Assim, há que se asegurar que a entidade pública encarregada do desenvolvimento ou adquisição
de um software assuma completa propriedade sobre o mesmo. Esta propriedade deve ser real e
não nominal, concedendo-se à entidade pública em questão faculdades totais para compartilhar e
modificar o software conforme julgue conveniente, por tempo indefinido.
i. Isto requer um desenvolvimento de capacidades adequado e relevante para as funcionárias e
funcionários públicos, a participação de atores sociais na formulação e desenvolvimento do
mesmo, a definição dos componentes do processo de desenvolvimento, bem como a respectiva
documentação para a programação e uso do mesmo.
ii.

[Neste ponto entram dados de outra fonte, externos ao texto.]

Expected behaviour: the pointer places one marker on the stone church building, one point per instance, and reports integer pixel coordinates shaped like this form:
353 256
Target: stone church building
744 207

Para implementar a propriedade pública de maneira estratégica e substantiva, os aspectos de
documentação, conteúdo, conectividade, segurança dos dados e privacidade da cidadania
deveriam satisfacer as exigências e diretrizes do setor público.
Comprometemo-nos a levar adiante as experiências e aprendizagens do Software Público,
ressaltar e apoiar os estados da Índia e os países do sudeste asiático para que adotem os princípios
do Software Público. Aceitamos e agradecemos o oferecimento feito pelo Governo de Kerala
para apoiar este esforço e reconhecemos o papel da UNESCO como facilitador deste processo.
Instamos os governos e outras instituições públicas destes países a adotar e promover o Software
Público, no espírito desta declaração.